Dr. Mozaffarian expressed some appropriately vinegar-tinged views on the state of modern cardiology practice, in light of the new trial's positive results, and the pro-omega-3 findings of most of the well-designed clinical trials and virtually all population studies (Mozaffarian D 2007):

“If any placebo effect could reduce total mortality by [about] 20% [as in the JELIS trial] and sudden death by 45% (the results of GISSI-Prevenzione), we should all be taking such a placebo.”

“Compared with drugs, invasive procedures, and devices, modest dietary changes are low risk, inexpensive, and widely available.”

“We must curb our infatuation with downstream risk factors and treatments, and focus on the fundamental risk factors for cardiovascular disease: dietary habits, smoking, and physical activity.”

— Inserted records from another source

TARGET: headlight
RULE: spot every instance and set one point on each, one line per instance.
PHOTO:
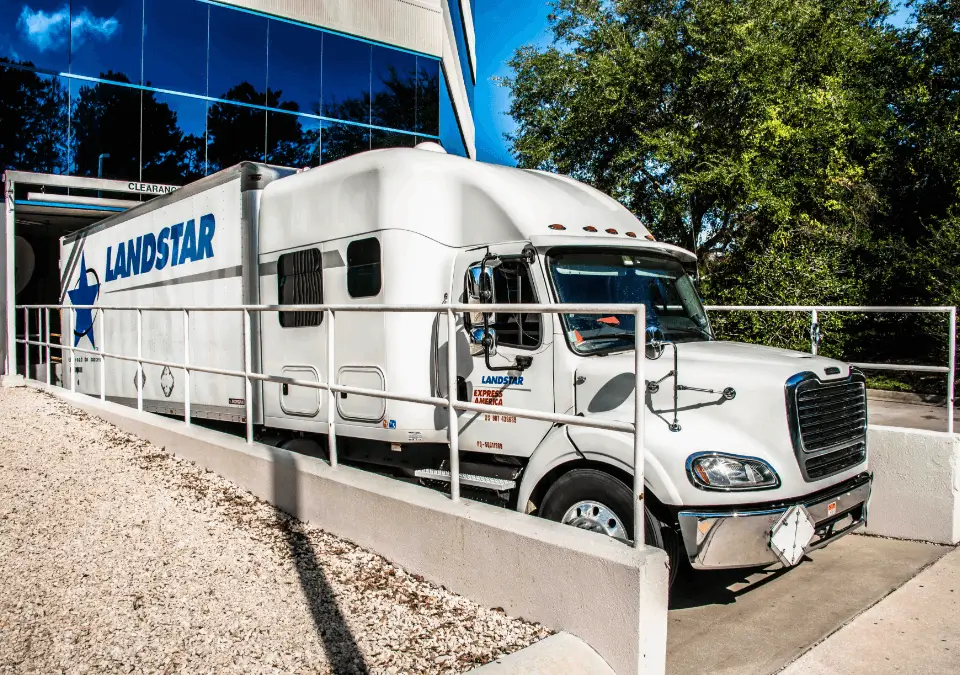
(717, 471)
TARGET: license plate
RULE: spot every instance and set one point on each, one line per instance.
(792, 534)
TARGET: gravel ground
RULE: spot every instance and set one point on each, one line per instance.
(115, 556)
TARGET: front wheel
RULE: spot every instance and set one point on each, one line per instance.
(596, 501)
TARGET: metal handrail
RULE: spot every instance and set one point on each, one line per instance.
(331, 387)
(949, 369)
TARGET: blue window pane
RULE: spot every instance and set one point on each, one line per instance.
(391, 139)
(428, 96)
(105, 119)
(33, 121)
(293, 140)
(174, 131)
(36, 32)
(450, 137)
(175, 45)
(462, 53)
(294, 67)
(234, 134)
(238, 52)
(346, 79)
(342, 140)
(105, 39)
(394, 97)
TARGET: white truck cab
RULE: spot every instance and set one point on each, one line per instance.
(743, 442)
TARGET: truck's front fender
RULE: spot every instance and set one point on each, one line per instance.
(564, 445)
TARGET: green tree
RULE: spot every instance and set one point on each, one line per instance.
(33, 120)
(751, 131)
(714, 120)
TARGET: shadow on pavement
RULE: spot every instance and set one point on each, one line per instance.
(721, 587)
(341, 648)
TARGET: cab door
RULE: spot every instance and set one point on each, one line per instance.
(492, 381)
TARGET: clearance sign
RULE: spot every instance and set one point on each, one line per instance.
(150, 188)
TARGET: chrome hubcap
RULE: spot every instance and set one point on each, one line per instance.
(596, 517)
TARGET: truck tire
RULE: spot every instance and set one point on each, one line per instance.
(596, 501)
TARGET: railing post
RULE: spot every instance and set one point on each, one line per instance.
(331, 394)
(26, 343)
(248, 385)
(73, 355)
(814, 320)
(103, 358)
(639, 403)
(139, 362)
(453, 430)
(952, 365)
(186, 366)
(47, 341)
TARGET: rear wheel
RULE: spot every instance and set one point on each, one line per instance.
(596, 501)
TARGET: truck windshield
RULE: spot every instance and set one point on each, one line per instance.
(660, 283)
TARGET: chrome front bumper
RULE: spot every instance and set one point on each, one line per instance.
(717, 539)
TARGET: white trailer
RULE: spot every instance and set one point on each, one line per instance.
(744, 444)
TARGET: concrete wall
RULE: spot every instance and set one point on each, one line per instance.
(610, 595)
(916, 484)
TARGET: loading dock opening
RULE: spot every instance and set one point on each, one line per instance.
(38, 210)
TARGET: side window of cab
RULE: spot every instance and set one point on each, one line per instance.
(511, 284)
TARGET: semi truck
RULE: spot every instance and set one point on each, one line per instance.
(754, 456)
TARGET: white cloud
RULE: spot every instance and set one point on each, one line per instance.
(51, 31)
(85, 25)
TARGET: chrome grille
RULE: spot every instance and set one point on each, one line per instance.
(828, 423)
(831, 413)
(835, 461)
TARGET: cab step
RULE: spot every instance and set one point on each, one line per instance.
(473, 480)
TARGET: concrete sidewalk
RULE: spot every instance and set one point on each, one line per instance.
(912, 630)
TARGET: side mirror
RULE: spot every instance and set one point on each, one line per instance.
(816, 336)
(654, 343)
(480, 286)
(483, 342)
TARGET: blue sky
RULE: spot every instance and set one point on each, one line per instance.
(501, 27)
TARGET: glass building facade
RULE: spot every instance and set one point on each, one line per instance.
(167, 91)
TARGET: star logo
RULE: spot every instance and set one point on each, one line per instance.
(84, 293)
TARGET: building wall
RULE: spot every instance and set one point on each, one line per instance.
(176, 89)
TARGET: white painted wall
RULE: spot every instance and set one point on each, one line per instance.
(916, 488)
(412, 24)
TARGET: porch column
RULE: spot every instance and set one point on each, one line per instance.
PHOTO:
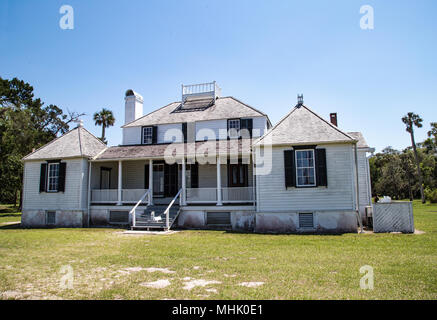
(184, 184)
(219, 183)
(151, 181)
(120, 181)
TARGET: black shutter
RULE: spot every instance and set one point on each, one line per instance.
(248, 125)
(146, 176)
(154, 134)
(61, 181)
(289, 168)
(184, 131)
(43, 178)
(195, 175)
(322, 178)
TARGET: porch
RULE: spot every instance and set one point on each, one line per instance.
(124, 182)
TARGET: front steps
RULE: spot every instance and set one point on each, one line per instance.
(144, 218)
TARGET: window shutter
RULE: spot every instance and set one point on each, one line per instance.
(322, 178)
(154, 134)
(43, 178)
(195, 175)
(61, 181)
(290, 168)
(184, 131)
(248, 125)
(146, 176)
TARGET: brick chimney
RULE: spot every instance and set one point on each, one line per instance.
(333, 117)
(133, 108)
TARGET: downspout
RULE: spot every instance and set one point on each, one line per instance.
(89, 193)
(357, 189)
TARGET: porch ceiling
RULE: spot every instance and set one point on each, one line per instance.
(178, 150)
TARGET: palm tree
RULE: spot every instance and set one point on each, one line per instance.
(411, 120)
(104, 118)
(433, 132)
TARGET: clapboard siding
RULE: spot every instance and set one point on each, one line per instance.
(273, 196)
(70, 199)
(217, 129)
(95, 174)
(133, 174)
(131, 135)
(168, 133)
(212, 129)
(364, 180)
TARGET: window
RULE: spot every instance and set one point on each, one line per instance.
(51, 218)
(53, 177)
(234, 128)
(306, 221)
(305, 168)
(147, 135)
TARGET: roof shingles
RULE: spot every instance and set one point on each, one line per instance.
(78, 142)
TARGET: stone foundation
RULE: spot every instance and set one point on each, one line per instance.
(63, 219)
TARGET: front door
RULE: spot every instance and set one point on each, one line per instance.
(170, 180)
(158, 180)
(238, 175)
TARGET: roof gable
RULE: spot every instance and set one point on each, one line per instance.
(223, 108)
(78, 142)
(303, 126)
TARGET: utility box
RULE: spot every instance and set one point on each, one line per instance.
(396, 216)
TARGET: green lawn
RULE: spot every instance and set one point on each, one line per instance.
(290, 266)
(9, 213)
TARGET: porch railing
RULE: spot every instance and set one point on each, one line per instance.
(229, 195)
(237, 194)
(201, 195)
(111, 195)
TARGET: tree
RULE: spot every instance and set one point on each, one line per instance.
(411, 120)
(104, 118)
(25, 124)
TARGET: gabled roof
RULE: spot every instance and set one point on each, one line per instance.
(78, 142)
(362, 143)
(303, 126)
(223, 147)
(223, 108)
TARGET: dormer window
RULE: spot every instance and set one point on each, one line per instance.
(147, 135)
(53, 177)
(234, 128)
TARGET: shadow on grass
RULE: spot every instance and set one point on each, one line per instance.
(12, 225)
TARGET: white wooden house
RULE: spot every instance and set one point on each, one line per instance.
(206, 161)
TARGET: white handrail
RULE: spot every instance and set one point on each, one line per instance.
(167, 211)
(132, 212)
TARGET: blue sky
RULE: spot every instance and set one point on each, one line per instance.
(262, 52)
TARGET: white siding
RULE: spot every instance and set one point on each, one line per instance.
(33, 199)
(339, 195)
(217, 129)
(261, 124)
(95, 174)
(364, 180)
(134, 175)
(173, 131)
(132, 135)
(212, 129)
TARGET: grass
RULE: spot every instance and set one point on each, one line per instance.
(9, 213)
(291, 266)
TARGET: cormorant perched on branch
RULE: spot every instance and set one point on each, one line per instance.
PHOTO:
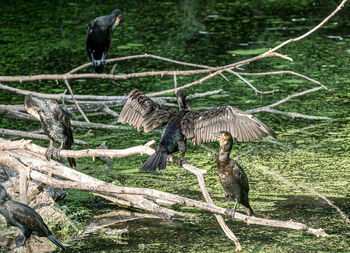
(55, 122)
(144, 114)
(26, 219)
(232, 176)
(98, 38)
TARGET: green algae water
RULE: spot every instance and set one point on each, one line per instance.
(45, 37)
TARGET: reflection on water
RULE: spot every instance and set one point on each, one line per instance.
(42, 37)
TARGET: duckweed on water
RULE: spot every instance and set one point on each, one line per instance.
(51, 40)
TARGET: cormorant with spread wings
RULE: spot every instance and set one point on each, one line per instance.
(144, 114)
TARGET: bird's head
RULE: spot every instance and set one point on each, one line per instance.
(119, 17)
(33, 104)
(3, 193)
(224, 138)
(181, 100)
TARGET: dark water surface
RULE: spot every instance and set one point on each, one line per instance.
(38, 37)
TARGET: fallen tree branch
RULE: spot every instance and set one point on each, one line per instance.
(17, 133)
(13, 152)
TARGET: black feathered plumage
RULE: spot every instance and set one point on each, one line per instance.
(98, 38)
(144, 114)
(54, 121)
(26, 219)
(232, 177)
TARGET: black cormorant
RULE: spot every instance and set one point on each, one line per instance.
(232, 176)
(144, 114)
(26, 219)
(98, 38)
(55, 122)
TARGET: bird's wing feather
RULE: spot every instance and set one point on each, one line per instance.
(23, 214)
(242, 126)
(242, 178)
(89, 32)
(143, 113)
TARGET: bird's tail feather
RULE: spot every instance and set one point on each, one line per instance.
(54, 240)
(98, 66)
(248, 210)
(72, 162)
(157, 160)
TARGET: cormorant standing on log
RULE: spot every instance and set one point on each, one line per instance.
(55, 122)
(98, 38)
(26, 219)
(144, 114)
(232, 176)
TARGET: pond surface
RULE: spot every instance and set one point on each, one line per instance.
(38, 37)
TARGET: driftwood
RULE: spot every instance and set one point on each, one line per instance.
(28, 158)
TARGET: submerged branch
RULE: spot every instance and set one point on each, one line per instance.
(13, 154)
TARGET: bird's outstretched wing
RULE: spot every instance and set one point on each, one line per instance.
(242, 126)
(23, 214)
(143, 113)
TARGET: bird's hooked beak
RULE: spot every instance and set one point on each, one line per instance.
(118, 20)
(218, 136)
(33, 112)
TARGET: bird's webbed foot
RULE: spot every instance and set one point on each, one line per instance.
(20, 239)
(232, 213)
(56, 153)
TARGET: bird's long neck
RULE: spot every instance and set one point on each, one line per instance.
(183, 106)
(225, 150)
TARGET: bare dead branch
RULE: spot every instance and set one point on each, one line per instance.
(75, 101)
(13, 152)
(23, 134)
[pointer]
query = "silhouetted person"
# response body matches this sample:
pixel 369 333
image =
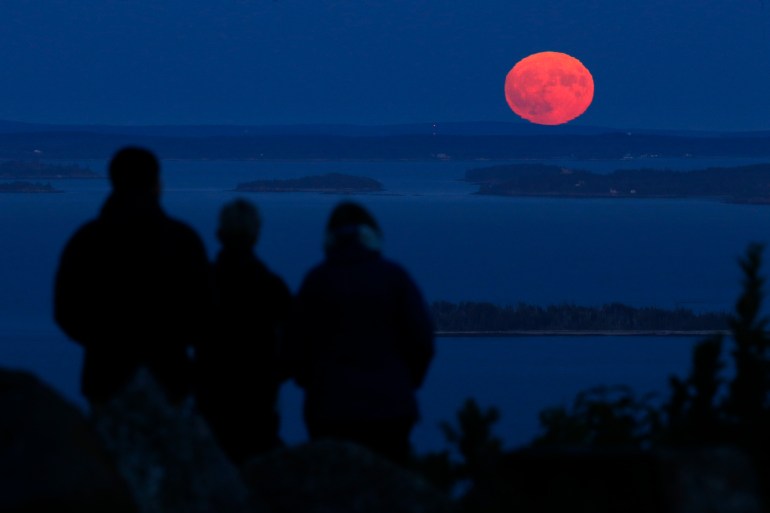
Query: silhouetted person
pixel 133 286
pixel 361 340
pixel 239 374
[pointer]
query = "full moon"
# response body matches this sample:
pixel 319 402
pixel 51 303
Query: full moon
pixel 549 88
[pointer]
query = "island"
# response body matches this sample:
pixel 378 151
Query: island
pixel 36 169
pixel 328 183
pixel 739 184
pixel 471 318
pixel 27 187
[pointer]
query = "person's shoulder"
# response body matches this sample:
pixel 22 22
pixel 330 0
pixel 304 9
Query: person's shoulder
pixel 393 267
pixel 87 231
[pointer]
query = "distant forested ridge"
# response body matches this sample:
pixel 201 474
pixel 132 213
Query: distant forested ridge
pixel 93 143
pixel 739 184
pixel 27 187
pixel 35 169
pixel 469 317
pixel 331 182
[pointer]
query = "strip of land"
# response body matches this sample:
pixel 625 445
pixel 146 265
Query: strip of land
pixel 582 333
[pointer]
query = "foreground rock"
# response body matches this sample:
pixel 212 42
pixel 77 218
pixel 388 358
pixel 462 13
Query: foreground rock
pixel 167 455
pixel 50 458
pixel 340 477
pixel 698 480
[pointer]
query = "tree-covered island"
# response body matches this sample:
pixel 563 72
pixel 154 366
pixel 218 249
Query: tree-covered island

We couldn’t agree more with his wish that more doctors will act on the evidence in favor of fish oil and other easy nutritional interventions.


*Note: As we’ve reported, patients with implanted cardiac defibrillators or diagnosed with congestive heart failure should discuss omega-3 fish oils with a cardiologist experienced in their use. Higher omega-3 intake—whether from fish or fish oil—could increase the risk of arrhythmia or sudden cardiac death.


Sources

  • Yokoyama M et al for the Japan EPA lipid intervention study (JELIS) Investigators. Effects of eicosapentaenoic acid on major coronary events in hypercholesterolaemic patients (JELIS): a randomised open-label, blinded endpoint analysis. The Lancet 2007; 369:1090-1098; DOI:10.1016/S0140-6736(07)60527-3. Accessed online March 31, 2007 at http://www.thelancet.com/journals/lancet/article/PIIS0140673607605273/fulltext.
  • Mozaffarian D. JELIS, fish oil, and cardiac events. The Lancet 2007; 369:1062-1063  DOI:10.1016/S0140-6736(07)60504-2. Accessed online March 31, 2007 at http://www.thelancet.com/journals/lancet/article/PIIS0140673607605042/fulltext.
  • Yokoyama M, Origasa H; JELIS Investigators. Effects of eicosapentaenoic acid on cardiovascular events in Japanese patients with hypercholesterolemia: rationale, design, and baseline characteristics of the Japan EPA Lipid Intervention Study (JELIS). Am Heart J. 2003 Oct;146(4):613-20.
  • Marchioli R, Levantesi G, Macchia A, Maggioni AP, Marfisi RM, Silletta MG, Tavazzi L, Tognoni G, Valagussa F; GISSI-Prevenzione Investigators. Antiarrhythmic mechanisms of n-3 PUFA and the results of the GISSI-Prevenzione trial. J Membr Biol. 2005 Jul;206(2):117-28.